Group Chief Executive, BP plc (BP)
John Browne climbed all the way up from the bottom of BP’s corporate ladder to the top, starting with an apprenticeship in 1966 that ended with him becoming the company’s Group Chief Executive in 1996. His 30-year tenure to the company was brought to a halt after it came out that Browne had, to save face, lied about a key aspect of his personal life that almost sent him to jail.
Browne was gay, and while that in itself is certainly no crime, perjuring yourself to a court certainly is. Prior to the perjury issue, BP tried to give Browne the easy way out, announcing in July 2006 he’d retire in Dec. 2008. When it became clear a gossip rag was going to release these details of his personal life, and out him, Browne moved up the date of resignation. BP struggled with what to do, as Browne had been a well-respected member of the company for so long.

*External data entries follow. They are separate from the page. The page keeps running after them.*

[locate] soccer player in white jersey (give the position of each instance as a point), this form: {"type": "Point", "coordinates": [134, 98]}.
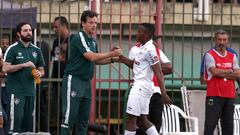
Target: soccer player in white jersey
{"type": "Point", "coordinates": [144, 65]}
{"type": "Point", "coordinates": [155, 105]}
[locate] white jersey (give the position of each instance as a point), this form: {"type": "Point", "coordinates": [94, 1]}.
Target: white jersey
{"type": "Point", "coordinates": [163, 59]}
{"type": "Point", "coordinates": [145, 57]}
{"type": "Point", "coordinates": [134, 50]}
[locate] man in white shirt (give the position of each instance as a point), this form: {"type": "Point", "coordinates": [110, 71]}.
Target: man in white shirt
{"type": "Point", "coordinates": [145, 63]}
{"type": "Point", "coordinates": [155, 105]}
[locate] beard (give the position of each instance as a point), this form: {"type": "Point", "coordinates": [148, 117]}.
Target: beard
{"type": "Point", "coordinates": [27, 38]}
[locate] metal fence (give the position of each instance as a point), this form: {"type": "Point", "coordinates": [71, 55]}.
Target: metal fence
{"type": "Point", "coordinates": [187, 28]}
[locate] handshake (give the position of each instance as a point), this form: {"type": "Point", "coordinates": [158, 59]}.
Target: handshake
{"type": "Point", "coordinates": [116, 51]}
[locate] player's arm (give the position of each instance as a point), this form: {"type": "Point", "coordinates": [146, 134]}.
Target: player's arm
{"type": "Point", "coordinates": [41, 71]}
{"type": "Point", "coordinates": [126, 61]}
{"type": "Point", "coordinates": [165, 63]}
{"type": "Point", "coordinates": [102, 58]}
{"type": "Point", "coordinates": [167, 68]}
{"type": "Point", "coordinates": [9, 68]}
{"type": "Point", "coordinates": [157, 71]}
{"type": "Point", "coordinates": [210, 65]}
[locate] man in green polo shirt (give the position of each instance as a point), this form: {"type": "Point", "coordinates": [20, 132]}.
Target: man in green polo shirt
{"type": "Point", "coordinates": [76, 87]}
{"type": "Point", "coordinates": [19, 60]}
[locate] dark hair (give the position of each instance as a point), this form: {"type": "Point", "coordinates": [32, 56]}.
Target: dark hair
{"type": "Point", "coordinates": [87, 13]}
{"type": "Point", "coordinates": [62, 20]}
{"type": "Point", "coordinates": [221, 32]}
{"type": "Point", "coordinates": [156, 37]}
{"type": "Point", "coordinates": [19, 26]}
{"type": "Point", "coordinates": [149, 28]}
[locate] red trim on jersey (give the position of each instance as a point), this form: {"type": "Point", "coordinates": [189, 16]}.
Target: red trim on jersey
{"type": "Point", "coordinates": [219, 86]}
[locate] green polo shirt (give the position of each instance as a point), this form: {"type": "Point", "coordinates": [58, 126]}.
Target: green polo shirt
{"type": "Point", "coordinates": [77, 64]}
{"type": "Point", "coordinates": [21, 82]}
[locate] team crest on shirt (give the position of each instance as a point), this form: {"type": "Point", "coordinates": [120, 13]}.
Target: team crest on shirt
{"type": "Point", "coordinates": [73, 93]}
{"type": "Point", "coordinates": [16, 101]}
{"type": "Point", "coordinates": [155, 59]}
{"type": "Point", "coordinates": [140, 54]}
{"type": "Point", "coordinates": [19, 55]}
{"type": "Point", "coordinates": [34, 54]}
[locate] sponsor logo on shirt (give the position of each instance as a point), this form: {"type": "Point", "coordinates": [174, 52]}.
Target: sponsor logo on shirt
{"type": "Point", "coordinates": [73, 93]}
{"type": "Point", "coordinates": [34, 54]}
{"type": "Point", "coordinates": [224, 65]}
{"type": "Point", "coordinates": [17, 101]}
{"type": "Point", "coordinates": [137, 63]}
{"type": "Point", "coordinates": [155, 59]}
{"type": "Point", "coordinates": [19, 56]}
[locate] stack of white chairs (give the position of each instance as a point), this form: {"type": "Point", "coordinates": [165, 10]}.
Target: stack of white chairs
{"type": "Point", "coordinates": [171, 124]}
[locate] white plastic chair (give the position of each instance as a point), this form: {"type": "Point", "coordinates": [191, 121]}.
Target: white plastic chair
{"type": "Point", "coordinates": [236, 116]}
{"type": "Point", "coordinates": [171, 122]}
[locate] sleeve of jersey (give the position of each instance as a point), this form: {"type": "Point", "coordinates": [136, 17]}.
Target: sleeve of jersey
{"type": "Point", "coordinates": [209, 61]}
{"type": "Point", "coordinates": [163, 57]}
{"type": "Point", "coordinates": [9, 55]}
{"type": "Point", "coordinates": [132, 53]}
{"type": "Point", "coordinates": [202, 64]}
{"type": "Point", "coordinates": [235, 62]}
{"type": "Point", "coordinates": [152, 57]}
{"type": "Point", "coordinates": [81, 43]}
{"type": "Point", "coordinates": [41, 61]}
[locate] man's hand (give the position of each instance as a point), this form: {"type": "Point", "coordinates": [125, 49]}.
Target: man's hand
{"type": "Point", "coordinates": [29, 64]}
{"type": "Point", "coordinates": [165, 99]}
{"type": "Point", "coordinates": [116, 52]}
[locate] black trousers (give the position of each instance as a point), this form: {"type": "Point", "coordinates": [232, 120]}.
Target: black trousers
{"type": "Point", "coordinates": [155, 112]}
{"type": "Point", "coordinates": [219, 107]}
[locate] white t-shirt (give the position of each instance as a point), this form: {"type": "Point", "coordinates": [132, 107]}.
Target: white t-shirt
{"type": "Point", "coordinates": [145, 57]}
{"type": "Point", "coordinates": [163, 59]}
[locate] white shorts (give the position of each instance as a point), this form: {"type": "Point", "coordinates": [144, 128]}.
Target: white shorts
{"type": "Point", "coordinates": [137, 104]}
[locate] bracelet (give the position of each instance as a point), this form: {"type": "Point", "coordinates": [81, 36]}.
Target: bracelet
{"type": "Point", "coordinates": [112, 61]}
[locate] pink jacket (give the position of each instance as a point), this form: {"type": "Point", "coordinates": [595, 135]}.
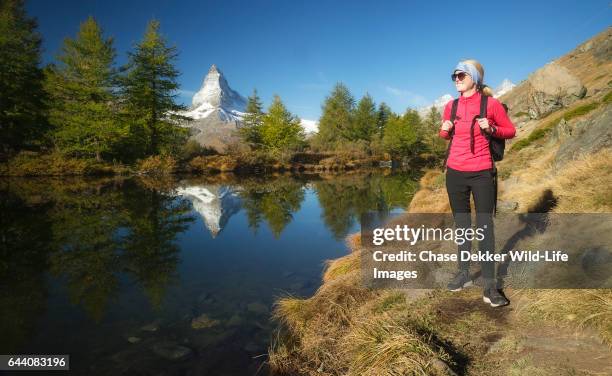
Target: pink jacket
{"type": "Point", "coordinates": [460, 156]}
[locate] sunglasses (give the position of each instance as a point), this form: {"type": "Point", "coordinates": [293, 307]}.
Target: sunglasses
{"type": "Point", "coordinates": [460, 76]}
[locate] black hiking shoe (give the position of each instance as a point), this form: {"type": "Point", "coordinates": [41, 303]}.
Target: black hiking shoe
{"type": "Point", "coordinates": [492, 296]}
{"type": "Point", "coordinates": [460, 280]}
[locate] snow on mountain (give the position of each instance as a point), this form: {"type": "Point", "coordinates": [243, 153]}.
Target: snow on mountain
{"type": "Point", "coordinates": [217, 112]}
{"type": "Point", "coordinates": [216, 94]}
{"type": "Point", "coordinates": [503, 88]}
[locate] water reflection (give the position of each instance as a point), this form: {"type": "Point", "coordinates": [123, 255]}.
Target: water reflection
{"type": "Point", "coordinates": [128, 252]}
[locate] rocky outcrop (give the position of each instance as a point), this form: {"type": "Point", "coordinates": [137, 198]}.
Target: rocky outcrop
{"type": "Point", "coordinates": [552, 88]}
{"type": "Point", "coordinates": [586, 136]}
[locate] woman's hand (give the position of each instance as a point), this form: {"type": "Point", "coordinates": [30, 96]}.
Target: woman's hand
{"type": "Point", "coordinates": [447, 125]}
{"type": "Point", "coordinates": [484, 125]}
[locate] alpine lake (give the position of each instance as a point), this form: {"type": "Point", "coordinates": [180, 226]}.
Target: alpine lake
{"type": "Point", "coordinates": [171, 275]}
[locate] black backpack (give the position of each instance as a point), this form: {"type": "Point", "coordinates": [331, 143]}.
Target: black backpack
{"type": "Point", "coordinates": [497, 146]}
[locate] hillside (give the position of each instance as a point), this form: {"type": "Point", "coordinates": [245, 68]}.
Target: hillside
{"type": "Point", "coordinates": [560, 161]}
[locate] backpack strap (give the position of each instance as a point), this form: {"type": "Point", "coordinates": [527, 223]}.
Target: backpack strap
{"type": "Point", "coordinates": [452, 131]}
{"type": "Point", "coordinates": [483, 114]}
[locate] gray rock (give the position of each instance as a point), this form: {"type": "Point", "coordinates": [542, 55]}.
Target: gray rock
{"type": "Point", "coordinates": [507, 206]}
{"type": "Point", "coordinates": [258, 308]}
{"type": "Point", "coordinates": [152, 327]}
{"type": "Point", "coordinates": [171, 351]}
{"type": "Point", "coordinates": [588, 136]}
{"type": "Point", "coordinates": [552, 88]}
{"type": "Point", "coordinates": [253, 347]}
{"type": "Point", "coordinates": [203, 322]}
{"type": "Point", "coordinates": [442, 368]}
{"type": "Point", "coordinates": [235, 320]}
{"type": "Point", "coordinates": [561, 132]}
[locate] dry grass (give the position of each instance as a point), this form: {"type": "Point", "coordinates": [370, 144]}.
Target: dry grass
{"type": "Point", "coordinates": [584, 185]}
{"type": "Point", "coordinates": [386, 345]}
{"type": "Point", "coordinates": [342, 266]}
{"type": "Point", "coordinates": [345, 329]}
{"type": "Point", "coordinates": [577, 308]}
{"type": "Point", "coordinates": [431, 197]}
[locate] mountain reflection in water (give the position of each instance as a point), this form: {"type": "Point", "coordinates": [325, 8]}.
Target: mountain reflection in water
{"type": "Point", "coordinates": [170, 276]}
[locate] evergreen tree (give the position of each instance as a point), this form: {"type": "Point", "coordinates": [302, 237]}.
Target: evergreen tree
{"type": "Point", "coordinates": [432, 125]}
{"type": "Point", "coordinates": [384, 113]}
{"type": "Point", "coordinates": [281, 129]}
{"type": "Point", "coordinates": [413, 119]}
{"type": "Point", "coordinates": [21, 94]}
{"type": "Point", "coordinates": [82, 97]}
{"type": "Point", "coordinates": [250, 131]}
{"type": "Point", "coordinates": [365, 119]}
{"type": "Point", "coordinates": [400, 136]}
{"type": "Point", "coordinates": [150, 91]}
{"type": "Point", "coordinates": [336, 120]}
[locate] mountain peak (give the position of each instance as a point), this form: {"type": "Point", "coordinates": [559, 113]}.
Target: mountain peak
{"type": "Point", "coordinates": [215, 93]}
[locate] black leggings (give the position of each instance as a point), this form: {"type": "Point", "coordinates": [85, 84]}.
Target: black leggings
{"type": "Point", "coordinates": [459, 185]}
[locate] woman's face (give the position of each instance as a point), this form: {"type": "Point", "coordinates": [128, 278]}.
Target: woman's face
{"type": "Point", "coordinates": [463, 81]}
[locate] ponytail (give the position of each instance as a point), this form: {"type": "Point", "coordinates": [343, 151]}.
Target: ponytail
{"type": "Point", "coordinates": [480, 86]}
{"type": "Point", "coordinates": [484, 89]}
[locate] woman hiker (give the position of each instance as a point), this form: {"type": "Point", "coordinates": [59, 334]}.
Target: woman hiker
{"type": "Point", "coordinates": [470, 168]}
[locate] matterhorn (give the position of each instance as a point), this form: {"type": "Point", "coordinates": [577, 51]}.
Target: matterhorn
{"type": "Point", "coordinates": [217, 111]}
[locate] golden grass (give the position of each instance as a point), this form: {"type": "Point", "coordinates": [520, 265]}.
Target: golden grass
{"type": "Point", "coordinates": [345, 329]}
{"type": "Point", "coordinates": [386, 345]}
{"type": "Point", "coordinates": [583, 186]}
{"type": "Point", "coordinates": [577, 308]}
{"type": "Point", "coordinates": [431, 197]}
{"type": "Point", "coordinates": [342, 266]}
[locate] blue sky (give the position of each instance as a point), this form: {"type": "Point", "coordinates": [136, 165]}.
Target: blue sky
{"type": "Point", "coordinates": [401, 52]}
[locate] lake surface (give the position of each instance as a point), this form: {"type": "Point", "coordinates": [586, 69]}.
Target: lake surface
{"type": "Point", "coordinates": [170, 276]}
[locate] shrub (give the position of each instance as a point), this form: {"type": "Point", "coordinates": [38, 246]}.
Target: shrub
{"type": "Point", "coordinates": [55, 164]}
{"type": "Point", "coordinates": [157, 165]}
{"type": "Point", "coordinates": [607, 98]}
{"type": "Point", "coordinates": [193, 149]}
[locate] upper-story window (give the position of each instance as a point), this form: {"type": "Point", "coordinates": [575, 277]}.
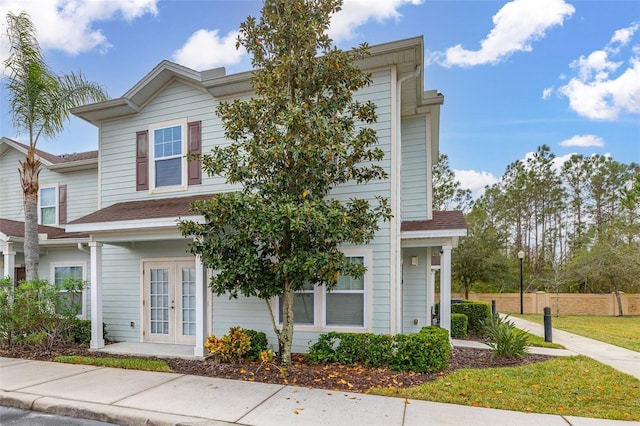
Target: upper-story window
{"type": "Point", "coordinates": [48, 206]}
{"type": "Point", "coordinates": [161, 162]}
{"type": "Point", "coordinates": [167, 156]}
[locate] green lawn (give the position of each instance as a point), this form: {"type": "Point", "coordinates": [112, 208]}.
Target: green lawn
{"type": "Point", "coordinates": [619, 331]}
{"type": "Point", "coordinates": [128, 363]}
{"type": "Point", "coordinates": [570, 386]}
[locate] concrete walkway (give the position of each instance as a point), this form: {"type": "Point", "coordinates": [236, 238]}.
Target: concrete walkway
{"type": "Point", "coordinates": [139, 397]}
{"type": "Point", "coordinates": [619, 358]}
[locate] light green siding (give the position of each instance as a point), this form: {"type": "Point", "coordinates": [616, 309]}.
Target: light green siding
{"type": "Point", "coordinates": [118, 143]}
{"type": "Point", "coordinates": [414, 290]}
{"type": "Point", "coordinates": [252, 312]}
{"type": "Point", "coordinates": [82, 193]}
{"type": "Point", "coordinates": [122, 283]}
{"type": "Point", "coordinates": [414, 169]}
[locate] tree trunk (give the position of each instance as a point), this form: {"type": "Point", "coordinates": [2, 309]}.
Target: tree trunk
{"type": "Point", "coordinates": [619, 301]}
{"type": "Point", "coordinates": [285, 338]}
{"type": "Point", "coordinates": [30, 169]}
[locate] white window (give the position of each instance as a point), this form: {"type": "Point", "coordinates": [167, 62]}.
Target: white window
{"type": "Point", "coordinates": [345, 303]}
{"type": "Point", "coordinates": [72, 299]}
{"type": "Point", "coordinates": [48, 206]}
{"type": "Point", "coordinates": [344, 306]}
{"type": "Point", "coordinates": [168, 167]}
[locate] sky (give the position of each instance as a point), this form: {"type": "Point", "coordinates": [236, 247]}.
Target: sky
{"type": "Point", "coordinates": [515, 74]}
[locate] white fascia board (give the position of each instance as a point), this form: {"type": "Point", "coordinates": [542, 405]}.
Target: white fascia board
{"type": "Point", "coordinates": [130, 225]}
{"type": "Point", "coordinates": [64, 242]}
{"type": "Point", "coordinates": [443, 233]}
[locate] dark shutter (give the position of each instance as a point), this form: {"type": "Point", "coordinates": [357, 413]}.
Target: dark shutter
{"type": "Point", "coordinates": [62, 204]}
{"type": "Point", "coordinates": [194, 146]}
{"type": "Point", "coordinates": [142, 160]}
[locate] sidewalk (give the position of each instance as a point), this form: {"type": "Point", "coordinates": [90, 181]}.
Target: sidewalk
{"type": "Point", "coordinates": [140, 397]}
{"type": "Point", "coordinates": [619, 358]}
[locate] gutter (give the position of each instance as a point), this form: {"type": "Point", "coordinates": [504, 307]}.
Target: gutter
{"type": "Point", "coordinates": [398, 166]}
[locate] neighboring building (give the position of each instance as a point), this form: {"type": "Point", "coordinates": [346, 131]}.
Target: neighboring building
{"type": "Point", "coordinates": [68, 190]}
{"type": "Point", "coordinates": [145, 285]}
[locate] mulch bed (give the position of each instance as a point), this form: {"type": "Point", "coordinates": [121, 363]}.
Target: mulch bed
{"type": "Point", "coordinates": [328, 376]}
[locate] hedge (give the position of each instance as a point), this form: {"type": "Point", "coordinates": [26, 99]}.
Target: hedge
{"type": "Point", "coordinates": [459, 324]}
{"type": "Point", "coordinates": [476, 311]}
{"type": "Point", "coordinates": [426, 351]}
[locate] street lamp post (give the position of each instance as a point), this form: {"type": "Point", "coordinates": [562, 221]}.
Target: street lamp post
{"type": "Point", "coordinates": [521, 258]}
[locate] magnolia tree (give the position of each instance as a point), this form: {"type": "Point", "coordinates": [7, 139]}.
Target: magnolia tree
{"type": "Point", "coordinates": [39, 104]}
{"type": "Point", "coordinates": [301, 135]}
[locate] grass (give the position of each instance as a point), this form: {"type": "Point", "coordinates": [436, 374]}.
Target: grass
{"type": "Point", "coordinates": [128, 363]}
{"type": "Point", "coordinates": [570, 386]}
{"type": "Point", "coordinates": [619, 331]}
{"type": "Point", "coordinates": [539, 342]}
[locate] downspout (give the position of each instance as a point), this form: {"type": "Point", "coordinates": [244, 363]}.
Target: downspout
{"type": "Point", "coordinates": [398, 165]}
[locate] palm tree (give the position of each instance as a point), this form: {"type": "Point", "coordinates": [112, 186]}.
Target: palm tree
{"type": "Point", "coordinates": [39, 104]}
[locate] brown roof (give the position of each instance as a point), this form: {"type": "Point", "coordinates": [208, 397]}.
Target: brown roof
{"type": "Point", "coordinates": [63, 158]}
{"type": "Point", "coordinates": [147, 209]}
{"type": "Point", "coordinates": [442, 220]}
{"type": "Point", "coordinates": [14, 228]}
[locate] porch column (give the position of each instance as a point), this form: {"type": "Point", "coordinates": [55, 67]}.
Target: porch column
{"type": "Point", "coordinates": [445, 288]}
{"type": "Point", "coordinates": [431, 287]}
{"type": "Point", "coordinates": [9, 263]}
{"type": "Point", "coordinates": [201, 303]}
{"type": "Point", "coordinates": [97, 338]}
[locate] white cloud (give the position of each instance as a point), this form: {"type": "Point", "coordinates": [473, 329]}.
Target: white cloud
{"type": "Point", "coordinates": [602, 88]}
{"type": "Point", "coordinates": [68, 25]}
{"type": "Point", "coordinates": [475, 181]}
{"type": "Point", "coordinates": [516, 25]}
{"type": "Point", "coordinates": [358, 12]}
{"type": "Point", "coordinates": [583, 141]}
{"type": "Point", "coordinates": [205, 50]}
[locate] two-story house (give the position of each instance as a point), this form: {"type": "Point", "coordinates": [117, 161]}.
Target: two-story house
{"type": "Point", "coordinates": [68, 190]}
{"type": "Point", "coordinates": [145, 285]}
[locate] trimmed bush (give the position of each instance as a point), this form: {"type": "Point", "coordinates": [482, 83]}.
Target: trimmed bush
{"type": "Point", "coordinates": [505, 340]}
{"type": "Point", "coordinates": [459, 324]}
{"type": "Point", "coordinates": [259, 343]}
{"type": "Point", "coordinates": [81, 331]}
{"type": "Point", "coordinates": [427, 351]}
{"type": "Point", "coordinates": [477, 313]}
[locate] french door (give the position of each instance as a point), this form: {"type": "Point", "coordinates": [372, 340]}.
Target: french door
{"type": "Point", "coordinates": [169, 302]}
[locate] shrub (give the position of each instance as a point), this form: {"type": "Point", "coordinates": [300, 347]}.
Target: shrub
{"type": "Point", "coordinates": [424, 352]}
{"type": "Point", "coordinates": [36, 313]}
{"type": "Point", "coordinates": [259, 343]}
{"type": "Point", "coordinates": [459, 324]}
{"type": "Point", "coordinates": [505, 340]}
{"type": "Point", "coordinates": [477, 313]}
{"type": "Point", "coordinates": [230, 347]}
{"type": "Point", "coordinates": [81, 331]}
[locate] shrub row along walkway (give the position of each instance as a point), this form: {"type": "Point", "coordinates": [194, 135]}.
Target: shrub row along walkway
{"type": "Point", "coordinates": [139, 397]}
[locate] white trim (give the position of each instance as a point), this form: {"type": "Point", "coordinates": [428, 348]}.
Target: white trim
{"type": "Point", "coordinates": [319, 299]}
{"type": "Point", "coordinates": [56, 204]}
{"type": "Point", "coordinates": [129, 225]}
{"type": "Point", "coordinates": [444, 233]}
{"type": "Point", "coordinates": [83, 265]}
{"type": "Point", "coordinates": [183, 162]}
{"type": "Point", "coordinates": [394, 224]}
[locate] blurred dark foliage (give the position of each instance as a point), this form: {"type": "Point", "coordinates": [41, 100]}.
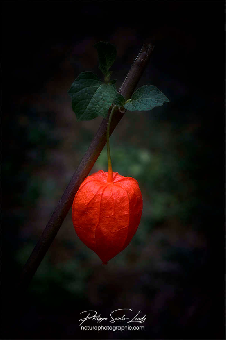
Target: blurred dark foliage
{"type": "Point", "coordinates": [174, 268]}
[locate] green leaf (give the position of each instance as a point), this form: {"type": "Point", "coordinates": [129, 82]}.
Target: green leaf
{"type": "Point", "coordinates": [107, 55]}
{"type": "Point", "coordinates": [146, 98]}
{"type": "Point", "coordinates": [91, 97]}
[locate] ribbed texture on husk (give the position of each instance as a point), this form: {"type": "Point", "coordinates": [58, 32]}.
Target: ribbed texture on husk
{"type": "Point", "coordinates": [106, 215]}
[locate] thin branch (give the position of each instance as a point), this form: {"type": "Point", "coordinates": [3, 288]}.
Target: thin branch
{"type": "Point", "coordinates": [83, 170]}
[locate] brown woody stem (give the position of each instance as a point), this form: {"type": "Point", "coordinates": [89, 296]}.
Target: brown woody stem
{"type": "Point", "coordinates": [87, 162]}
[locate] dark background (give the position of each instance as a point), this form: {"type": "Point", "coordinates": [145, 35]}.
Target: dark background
{"type": "Point", "coordinates": [173, 270]}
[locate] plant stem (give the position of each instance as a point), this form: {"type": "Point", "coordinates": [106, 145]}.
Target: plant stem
{"type": "Point", "coordinates": [87, 162]}
{"type": "Point", "coordinates": [110, 172]}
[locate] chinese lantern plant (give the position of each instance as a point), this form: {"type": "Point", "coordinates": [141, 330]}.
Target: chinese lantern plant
{"type": "Point", "coordinates": [107, 208]}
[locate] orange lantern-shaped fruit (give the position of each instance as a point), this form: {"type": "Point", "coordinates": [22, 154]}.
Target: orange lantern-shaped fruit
{"type": "Point", "coordinates": [106, 214]}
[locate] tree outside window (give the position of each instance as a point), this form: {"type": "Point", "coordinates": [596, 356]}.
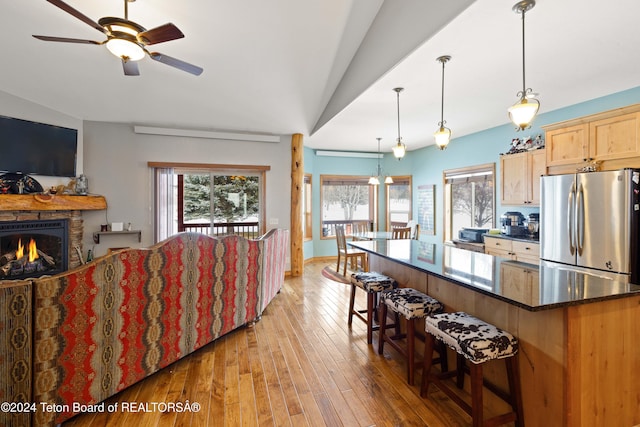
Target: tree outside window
{"type": "Point", "coordinates": [469, 199]}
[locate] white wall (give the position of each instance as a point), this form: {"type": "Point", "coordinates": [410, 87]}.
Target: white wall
{"type": "Point", "coordinates": [12, 106]}
{"type": "Point", "coordinates": [115, 162]}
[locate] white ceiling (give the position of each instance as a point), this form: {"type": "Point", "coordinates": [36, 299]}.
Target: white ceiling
{"type": "Point", "coordinates": [324, 68]}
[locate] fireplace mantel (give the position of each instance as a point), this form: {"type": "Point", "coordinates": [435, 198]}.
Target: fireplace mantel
{"type": "Point", "coordinates": [56, 202]}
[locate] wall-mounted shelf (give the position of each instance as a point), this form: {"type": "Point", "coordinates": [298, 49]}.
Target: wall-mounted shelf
{"type": "Point", "coordinates": [97, 234]}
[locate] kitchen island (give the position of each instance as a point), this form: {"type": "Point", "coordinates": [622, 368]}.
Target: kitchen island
{"type": "Point", "coordinates": [579, 341]}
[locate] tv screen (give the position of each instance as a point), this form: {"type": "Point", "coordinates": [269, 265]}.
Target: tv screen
{"type": "Point", "coordinates": [37, 148]}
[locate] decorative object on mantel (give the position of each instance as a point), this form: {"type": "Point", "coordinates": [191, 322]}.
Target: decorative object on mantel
{"type": "Point", "coordinates": [520, 145]}
{"type": "Point", "coordinates": [17, 183]}
{"type": "Point", "coordinates": [82, 185]}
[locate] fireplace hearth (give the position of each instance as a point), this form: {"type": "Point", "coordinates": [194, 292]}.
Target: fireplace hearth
{"type": "Point", "coordinates": [33, 248]}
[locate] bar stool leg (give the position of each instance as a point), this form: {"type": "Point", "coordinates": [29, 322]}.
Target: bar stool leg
{"type": "Point", "coordinates": [460, 371]}
{"type": "Point", "coordinates": [426, 364]}
{"type": "Point", "coordinates": [383, 327]}
{"type": "Point", "coordinates": [513, 374]}
{"type": "Point", "coordinates": [476, 395]}
{"type": "Point", "coordinates": [352, 300]}
{"type": "Point", "coordinates": [411, 333]}
{"type": "Point", "coordinates": [370, 303]}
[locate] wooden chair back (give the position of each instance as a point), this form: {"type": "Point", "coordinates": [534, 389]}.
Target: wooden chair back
{"type": "Point", "coordinates": [341, 239]}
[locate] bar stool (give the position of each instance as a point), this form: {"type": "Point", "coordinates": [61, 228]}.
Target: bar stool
{"type": "Point", "coordinates": [372, 283]}
{"type": "Point", "coordinates": [413, 305]}
{"type": "Point", "coordinates": [478, 342]}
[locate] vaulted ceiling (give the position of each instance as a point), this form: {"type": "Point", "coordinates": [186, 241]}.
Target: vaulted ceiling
{"type": "Point", "coordinates": [324, 68]}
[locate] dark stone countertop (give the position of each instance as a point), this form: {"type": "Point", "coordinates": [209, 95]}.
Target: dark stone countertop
{"type": "Point", "coordinates": [556, 285]}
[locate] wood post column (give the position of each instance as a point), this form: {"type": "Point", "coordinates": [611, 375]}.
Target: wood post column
{"type": "Point", "coordinates": [297, 182]}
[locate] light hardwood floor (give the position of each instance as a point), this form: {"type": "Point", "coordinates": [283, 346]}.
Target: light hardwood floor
{"type": "Point", "coordinates": [299, 365]}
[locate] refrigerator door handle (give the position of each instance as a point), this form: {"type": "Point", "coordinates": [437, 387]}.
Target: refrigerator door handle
{"type": "Point", "coordinates": [571, 218]}
{"type": "Point", "coordinates": [580, 220]}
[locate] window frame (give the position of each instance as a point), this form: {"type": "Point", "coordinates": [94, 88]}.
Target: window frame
{"type": "Point", "coordinates": [219, 169]}
{"type": "Point", "coordinates": [357, 180]}
{"type": "Point", "coordinates": [446, 196]}
{"type": "Point", "coordinates": [387, 212]}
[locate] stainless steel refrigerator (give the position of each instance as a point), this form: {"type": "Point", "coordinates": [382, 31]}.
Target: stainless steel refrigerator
{"type": "Point", "coordinates": [591, 220]}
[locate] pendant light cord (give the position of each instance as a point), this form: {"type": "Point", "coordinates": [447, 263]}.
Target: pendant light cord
{"type": "Point", "coordinates": [524, 85]}
{"type": "Point", "coordinates": [442, 98]}
{"type": "Point", "coordinates": [398, 103]}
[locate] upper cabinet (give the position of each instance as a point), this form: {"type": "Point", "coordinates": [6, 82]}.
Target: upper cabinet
{"type": "Point", "coordinates": [607, 141]}
{"type": "Point", "coordinates": [520, 177]}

The issue at hand wasn’t Browne’s relationship itself, but him lying about how he’d met his boyfriend. While he had told the courts he met the man while jogging, he in fact had met his boyfriend on a male escort service. Browne left in May 2007, forfeiting a multi-million dollar severance package.
CEO, Best Buy Co, Inc (BBY)
Former Best Buy CEO Dunn was never proven to have engaged in an affair with a 29-year-old employee, but the evidence certainly illustrated an inappropriate relationship. Though following his mysterious departure in April 2012 for “personal conduct” issues, the rumor mill started spinning, for a time allegations of impropriety were nothing but rumors. A month later, however, the details began to emerge.
Dunn had lavished gifts upon the much younger employee, including trips to Vegas and concert tickets. While its unclear whether the relationship was sexual, Dunn foisted loads of attention on the women, at one point contacting her via phone over 300 times over a five-day period. According to the employee’s superior, the attention made it difficult to control the employee.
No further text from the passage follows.